Aujourd'hui, maman est morte. Ou peut-être hier, je ne
sais pas. J'ai reçu un télégramme de l'asile : «
Mère décédée. Enterrement demain. Sentiments distingués.
» Cela ne veut rien dire. C'était peut-être hier.
L'asile de vieillards est à Marengo,
à quatre vingts kilomètres d'Alger. Je prendrai l'autobus à
deux heures et j'arriverai dans l'après midi. Ainsi, je pourrai veiller
et je rentrerai demain soir. J'ai demandé deux jours de congé
à mon patron et il ne pouvait pas me les refuser avec une excuse pareille.
Mais il n'avait pas l'air content. Je lui ai même dit : « Ce n'est
pas de ma faute. » Il n'a pas répondu.

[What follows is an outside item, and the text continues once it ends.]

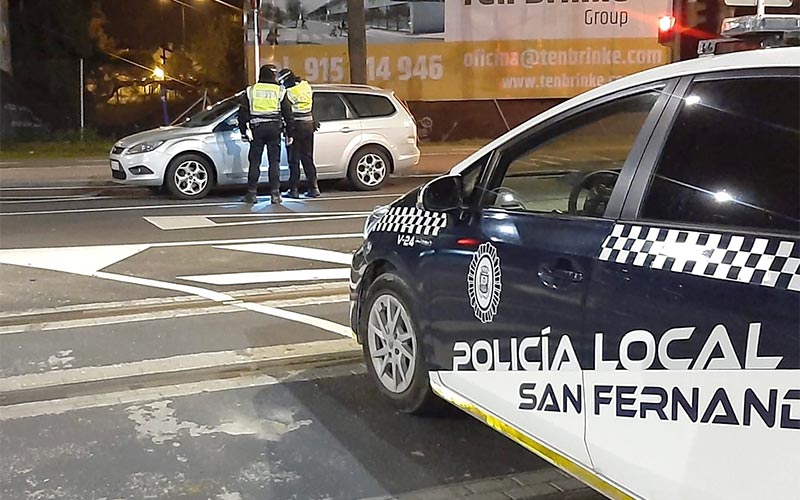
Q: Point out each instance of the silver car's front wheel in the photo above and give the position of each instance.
(369, 168)
(189, 177)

J'ai pensé alors
que je n'aurais pas dû lui dire cela. En somme, je n'avais pas à
m'excuser. C'était plutôt à lui de me présenter
ses condoléances. Mais il le fera sans doute après demain, quand
il me verra en deuil. Pour le moment, c'est un peu comme si maman n'était
pas morte. Après l'enterrement, au contraire, ce sera une affaire classée
et tout aura revêtu une allure plus officielle.